For decades, the inevitability of many feet, even yards, of sea-level rise in a warming climate has been crystal clear. But society’s response, both in stemming heat-trapping greenhouse gas emissions and adapting to eroding coastlines, will always be more a function of the rate of change than the ultimate outcome.
That’s why it’s important to get beyond headlines — including the titles of papers — in considering new research pointing to the inevitable “collapse” of ice sheets in West Antarctica. To the public, collapse is a term applied to a heart attack victim on a street corner or a building stricken by an earthquake or bomb. To a glaciologist, it describes the transition to unavoidable loss of an ice sheet — a process that can take centuries to get into gear, and millenniums[sic] to complete.
Some headlines are completely overwrought — as with this NBC offering: “West Antarctic Ice Sheet’s Collapse Triggers Sea Level Warning.” This kind of coverage could be interpreted to mean there’s an imminent crisis. It’s hard to justify that conclusion given the core findings in the studies.
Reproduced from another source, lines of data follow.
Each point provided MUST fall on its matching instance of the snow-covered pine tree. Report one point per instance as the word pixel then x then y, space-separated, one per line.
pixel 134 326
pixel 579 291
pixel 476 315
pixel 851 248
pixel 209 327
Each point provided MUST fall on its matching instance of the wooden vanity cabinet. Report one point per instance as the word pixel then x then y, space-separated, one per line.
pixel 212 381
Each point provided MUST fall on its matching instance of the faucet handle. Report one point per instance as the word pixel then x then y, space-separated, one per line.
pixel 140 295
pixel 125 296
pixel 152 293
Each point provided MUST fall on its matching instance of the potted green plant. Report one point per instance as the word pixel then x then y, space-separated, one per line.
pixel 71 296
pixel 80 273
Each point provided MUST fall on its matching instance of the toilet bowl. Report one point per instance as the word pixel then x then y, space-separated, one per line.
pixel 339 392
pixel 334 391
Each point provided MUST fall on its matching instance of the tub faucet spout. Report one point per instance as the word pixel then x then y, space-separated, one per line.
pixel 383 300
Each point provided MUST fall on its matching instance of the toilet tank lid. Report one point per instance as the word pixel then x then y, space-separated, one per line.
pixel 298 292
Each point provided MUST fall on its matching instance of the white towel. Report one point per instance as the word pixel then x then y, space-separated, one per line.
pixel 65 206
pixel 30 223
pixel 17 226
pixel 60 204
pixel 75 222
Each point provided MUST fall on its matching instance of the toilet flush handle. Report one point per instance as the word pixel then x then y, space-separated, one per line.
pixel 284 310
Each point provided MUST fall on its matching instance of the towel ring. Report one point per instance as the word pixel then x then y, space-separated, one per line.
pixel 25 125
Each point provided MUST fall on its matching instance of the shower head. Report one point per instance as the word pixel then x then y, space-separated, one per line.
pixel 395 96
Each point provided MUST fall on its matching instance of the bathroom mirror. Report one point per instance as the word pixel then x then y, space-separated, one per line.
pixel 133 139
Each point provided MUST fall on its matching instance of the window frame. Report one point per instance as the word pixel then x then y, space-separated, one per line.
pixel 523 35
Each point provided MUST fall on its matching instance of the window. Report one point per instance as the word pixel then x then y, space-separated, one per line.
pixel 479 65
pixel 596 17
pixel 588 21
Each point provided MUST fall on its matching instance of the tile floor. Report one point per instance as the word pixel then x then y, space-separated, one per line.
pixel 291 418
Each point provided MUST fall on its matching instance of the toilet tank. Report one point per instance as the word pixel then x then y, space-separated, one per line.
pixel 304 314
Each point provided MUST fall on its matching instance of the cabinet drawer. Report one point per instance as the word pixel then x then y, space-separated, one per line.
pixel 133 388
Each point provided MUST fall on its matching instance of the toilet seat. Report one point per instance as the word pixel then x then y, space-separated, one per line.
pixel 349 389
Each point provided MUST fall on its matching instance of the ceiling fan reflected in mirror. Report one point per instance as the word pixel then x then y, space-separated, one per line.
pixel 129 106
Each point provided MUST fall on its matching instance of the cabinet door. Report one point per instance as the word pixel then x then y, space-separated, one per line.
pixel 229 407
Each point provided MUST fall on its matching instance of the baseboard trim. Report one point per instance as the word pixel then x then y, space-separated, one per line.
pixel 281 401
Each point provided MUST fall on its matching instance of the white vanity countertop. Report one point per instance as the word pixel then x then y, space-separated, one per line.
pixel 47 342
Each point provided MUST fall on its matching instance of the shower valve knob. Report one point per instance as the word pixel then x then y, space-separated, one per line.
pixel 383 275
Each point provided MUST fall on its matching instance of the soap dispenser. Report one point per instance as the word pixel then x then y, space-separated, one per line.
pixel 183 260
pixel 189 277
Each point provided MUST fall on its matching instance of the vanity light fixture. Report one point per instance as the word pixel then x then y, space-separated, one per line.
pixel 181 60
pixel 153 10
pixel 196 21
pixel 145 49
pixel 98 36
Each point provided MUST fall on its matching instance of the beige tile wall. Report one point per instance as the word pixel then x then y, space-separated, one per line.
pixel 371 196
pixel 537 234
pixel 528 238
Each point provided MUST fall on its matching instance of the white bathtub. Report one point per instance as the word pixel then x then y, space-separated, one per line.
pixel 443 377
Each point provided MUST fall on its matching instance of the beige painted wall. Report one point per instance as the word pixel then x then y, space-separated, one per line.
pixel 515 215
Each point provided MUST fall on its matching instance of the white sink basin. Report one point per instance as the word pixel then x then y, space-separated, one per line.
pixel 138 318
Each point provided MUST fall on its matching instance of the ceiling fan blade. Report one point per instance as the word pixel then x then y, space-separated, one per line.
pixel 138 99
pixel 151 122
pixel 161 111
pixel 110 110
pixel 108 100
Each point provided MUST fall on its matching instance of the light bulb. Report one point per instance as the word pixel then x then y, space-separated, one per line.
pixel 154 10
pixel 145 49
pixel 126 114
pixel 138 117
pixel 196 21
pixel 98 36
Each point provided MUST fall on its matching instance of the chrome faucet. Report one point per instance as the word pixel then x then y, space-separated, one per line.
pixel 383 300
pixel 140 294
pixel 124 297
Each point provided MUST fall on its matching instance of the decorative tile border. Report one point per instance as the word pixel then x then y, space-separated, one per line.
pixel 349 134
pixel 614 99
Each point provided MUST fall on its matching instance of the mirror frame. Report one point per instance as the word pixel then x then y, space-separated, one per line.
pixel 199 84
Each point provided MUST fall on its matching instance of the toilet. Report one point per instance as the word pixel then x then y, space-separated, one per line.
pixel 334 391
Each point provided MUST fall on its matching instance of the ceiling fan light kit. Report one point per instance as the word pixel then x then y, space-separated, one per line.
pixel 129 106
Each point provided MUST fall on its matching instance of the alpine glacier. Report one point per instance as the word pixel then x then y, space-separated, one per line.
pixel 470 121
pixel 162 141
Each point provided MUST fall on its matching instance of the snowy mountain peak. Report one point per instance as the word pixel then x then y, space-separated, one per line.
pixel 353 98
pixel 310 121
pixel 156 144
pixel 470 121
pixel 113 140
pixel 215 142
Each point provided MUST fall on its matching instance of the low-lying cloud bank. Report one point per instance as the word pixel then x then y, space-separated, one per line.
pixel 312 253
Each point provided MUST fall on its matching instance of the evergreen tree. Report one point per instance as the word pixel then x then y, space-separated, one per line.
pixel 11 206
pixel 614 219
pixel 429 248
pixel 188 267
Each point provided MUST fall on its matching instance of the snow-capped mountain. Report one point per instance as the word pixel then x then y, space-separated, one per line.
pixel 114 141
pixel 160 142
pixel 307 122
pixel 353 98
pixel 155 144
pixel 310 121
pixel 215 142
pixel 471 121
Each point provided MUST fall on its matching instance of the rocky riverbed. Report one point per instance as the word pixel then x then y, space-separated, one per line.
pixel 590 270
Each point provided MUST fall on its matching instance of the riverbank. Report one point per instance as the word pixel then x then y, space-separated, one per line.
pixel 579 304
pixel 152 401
Take the Science paper: “Marine Ice Sheet Collapse Potentially Under Way for the Thwaites Glacier Basin, West Antarctica.” Using ice-flow models and observations, the researchers, led by Ian Joughin of the University of Washington, concluded:
Except possibly for the lowest-melt scenario, the simulations indicate that early-stage collapse has begun. Less certain is the time scale, with the onset of rapid (>1 mm per year of sea-level rise) collapse in the different simulations within the range of 200 to 900 years.
To translate a bit, that means sometime between 200 and 900 years from now the rate of ice loss from this glacier could reach a volume sufficient to raise sea levels about 4 inches (100 millimeters) a century. At that point, according to the paper, ice loss could pick up steam, with big losses over a period of decades.* But in a phone conversation, Joughin said the modeling was not reliable enough to say how much, how soon.
“Collapse is a good scientific word,” he told me, “but maybe it’s kind of a bad word” in the context of news.